Once you save some cash, you can purchase a pre-paid (secured) credit card. All this means is that you take, say, $500 from your savings and deposit it into a pre-paid credit card account. You can then use this $500 as credit. It is pre-paid credit. This is not to spend frivolously!!! It is to pay your normal bills, such as gas for your car and groceries. You continue to save another $500 while you are using the card, and when the money has been depleted, inject another $500.
While you are doing this, you need to establish a relationship with the bank manager at your local bank or credit union. Be up front and let them know what you are doing. They will be happy to help you with the process as it will develop loyalty in their eyes. And it should.
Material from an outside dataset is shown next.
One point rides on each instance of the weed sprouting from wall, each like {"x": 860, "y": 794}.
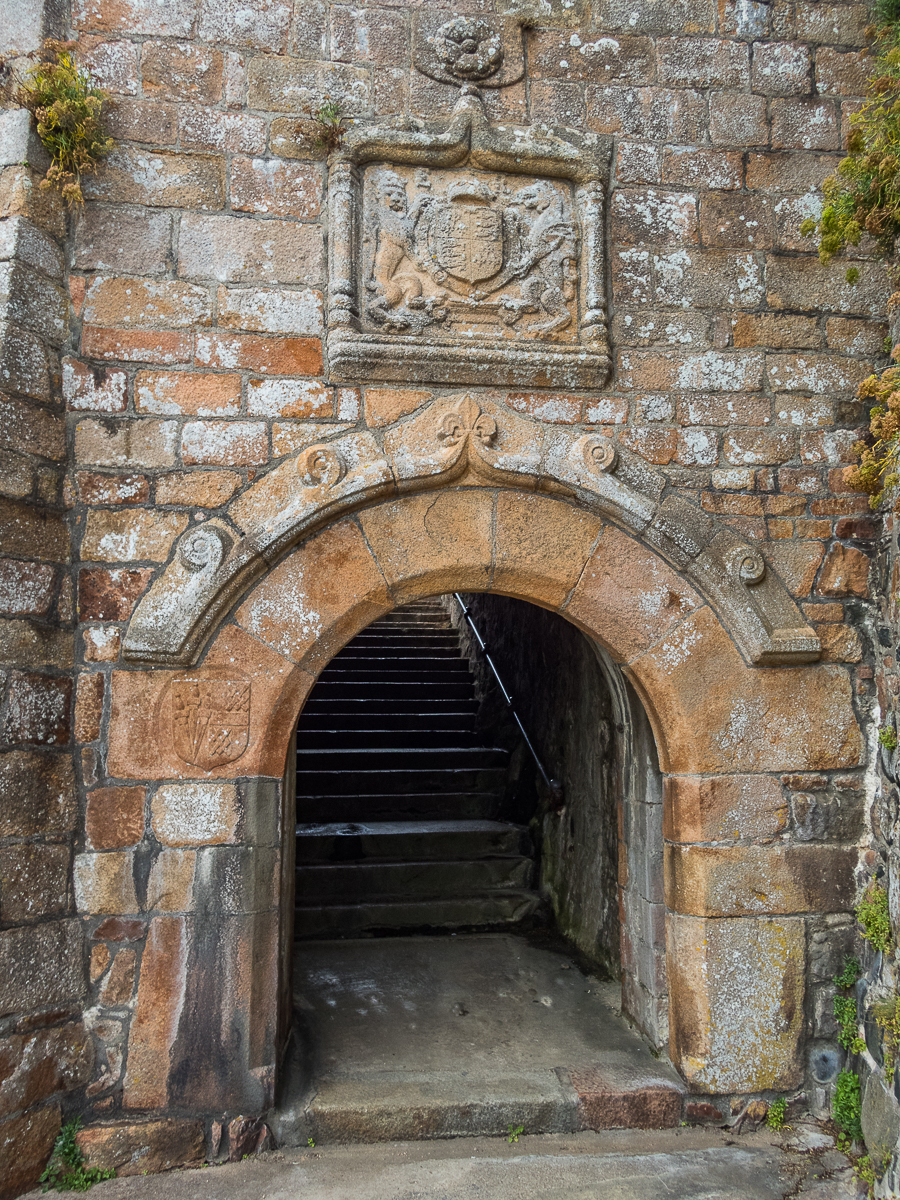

Once this relationship has been established, ask to put your money in a CD for a year and take out a loan using the CD as collateral. Put the money from the loan in a separate account checking account all by itself and set up automatic payments from that account towards your loan.
You will pay interest out of your own pocket, but it’s a small amount that will go a long way towards building your credit. For example, you save $500 and put it in a CD for 1 year at the bank where you established a relationship with the manager. The CD earns 2% for a one year CD (current rates are very low, and this is just an arbitrary, easy number). At the end of the year your $500 is now worth $510.
You take out a loan for $500 at 10% for one year using the CD as collateral. (Interest rates are currently very low also, but you will pay more because of the bankruptcy. This 10% is an arbitrary, easy number to work with). Your loan payment for $500 at 10% for 12 months will be approximately $44/month. You deposit the $500 personal loan into a separate checking account and set up automatic payments of $44/month. At the end of the 12 months the loan will be paid and your credit report updated. You have just made your credit stronger and improved your score.
As for the money, your CD would now be worth $510 and your loan would have cost $544, so you have only paid $34 to strengthen your credit, improve your score, and build your relationship with your bank. So what do you do now? Do it again! (Also, if you don’t want to spend the $34, take out a loan for less than $500 so that the loan with interest will equal less than $510 after 12 months.)